Yeni Üyelik
1.
Bölüm

1. Bölüm

@olumsuzusavar

” Bitiyorum her nefestee aç sesini aç aç” sağ elimi direksiyondan çekerek şarkının sesini yükselttim. ”Ne halim varsa gördüm çok koştum çok yoruldumve şimdi ben de düştüm” Yan koltukta oturan Banu telefonunu indirip sinirle arka koltukta oturan çiseye döndü ”Ay üf ya story çekiyordum sesin çıktı kızım ya”

çisem kahkaha atıp ”Ne güzel işte beni de etiketle” dediğinde gözüme aracın vermekte olduğu uyarı çarptı. şarkının sesini kıstım.

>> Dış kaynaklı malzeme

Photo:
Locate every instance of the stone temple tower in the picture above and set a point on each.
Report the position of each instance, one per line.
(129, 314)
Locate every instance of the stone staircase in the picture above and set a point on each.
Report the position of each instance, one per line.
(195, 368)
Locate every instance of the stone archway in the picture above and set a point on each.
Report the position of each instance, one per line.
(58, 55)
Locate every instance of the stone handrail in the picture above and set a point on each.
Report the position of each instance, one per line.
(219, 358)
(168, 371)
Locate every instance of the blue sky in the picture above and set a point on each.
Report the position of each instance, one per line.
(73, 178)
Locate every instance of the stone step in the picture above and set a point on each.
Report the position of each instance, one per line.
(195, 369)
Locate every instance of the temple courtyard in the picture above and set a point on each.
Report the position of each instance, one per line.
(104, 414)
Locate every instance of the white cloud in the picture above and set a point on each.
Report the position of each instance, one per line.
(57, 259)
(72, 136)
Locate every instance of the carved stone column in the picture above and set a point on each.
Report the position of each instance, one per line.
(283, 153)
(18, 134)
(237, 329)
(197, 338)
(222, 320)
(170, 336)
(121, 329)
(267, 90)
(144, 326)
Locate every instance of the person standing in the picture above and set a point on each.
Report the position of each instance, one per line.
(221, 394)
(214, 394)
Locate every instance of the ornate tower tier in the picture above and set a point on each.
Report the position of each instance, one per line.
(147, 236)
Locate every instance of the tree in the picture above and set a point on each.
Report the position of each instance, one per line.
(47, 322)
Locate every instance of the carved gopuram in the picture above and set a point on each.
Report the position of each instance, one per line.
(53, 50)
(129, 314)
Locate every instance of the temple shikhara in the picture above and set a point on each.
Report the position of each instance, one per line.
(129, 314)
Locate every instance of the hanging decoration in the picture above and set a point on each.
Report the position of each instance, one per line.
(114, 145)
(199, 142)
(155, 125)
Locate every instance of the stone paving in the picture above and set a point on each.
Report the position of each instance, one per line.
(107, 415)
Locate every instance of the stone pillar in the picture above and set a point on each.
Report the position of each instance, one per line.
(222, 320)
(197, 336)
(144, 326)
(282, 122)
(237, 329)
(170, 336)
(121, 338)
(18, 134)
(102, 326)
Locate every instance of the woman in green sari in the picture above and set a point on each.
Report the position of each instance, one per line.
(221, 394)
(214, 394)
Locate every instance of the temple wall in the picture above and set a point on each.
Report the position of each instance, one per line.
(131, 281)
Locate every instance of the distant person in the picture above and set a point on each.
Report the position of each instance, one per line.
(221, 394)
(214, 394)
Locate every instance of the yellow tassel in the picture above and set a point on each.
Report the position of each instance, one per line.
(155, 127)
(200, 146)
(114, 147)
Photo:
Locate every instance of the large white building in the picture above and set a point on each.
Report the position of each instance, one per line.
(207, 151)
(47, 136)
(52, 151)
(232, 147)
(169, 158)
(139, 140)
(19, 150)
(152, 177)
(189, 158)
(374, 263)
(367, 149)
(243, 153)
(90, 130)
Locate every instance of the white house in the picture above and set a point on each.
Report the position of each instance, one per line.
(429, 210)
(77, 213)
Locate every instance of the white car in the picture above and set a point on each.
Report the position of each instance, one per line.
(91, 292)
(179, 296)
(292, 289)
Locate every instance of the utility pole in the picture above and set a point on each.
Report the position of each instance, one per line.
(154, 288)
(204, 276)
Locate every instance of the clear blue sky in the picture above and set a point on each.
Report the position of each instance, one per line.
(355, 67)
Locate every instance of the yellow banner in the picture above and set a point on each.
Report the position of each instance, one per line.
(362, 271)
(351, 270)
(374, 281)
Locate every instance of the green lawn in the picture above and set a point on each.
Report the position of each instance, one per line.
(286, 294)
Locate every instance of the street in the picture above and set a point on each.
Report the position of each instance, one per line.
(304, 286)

”Kızlar lastik basınç uyarısı veriyor.” çektiği storyle uğraşan Banuya ”Hayatım yakında yol üzerinde baktırabileceğimiz bir yer var mı bakar mısın?” diye sordum.

”Yola çıkarken bakımlarını yaptırdım demiştin.”derken çantasını kucalayan çiseme dikiz aynasından kaşlarımı çatarak bir bakış attım.

”Yaptırdım da yola çıktıktan sonra da bir sorun oluşmuş olabilir. Antalyada da az gezmedik ki”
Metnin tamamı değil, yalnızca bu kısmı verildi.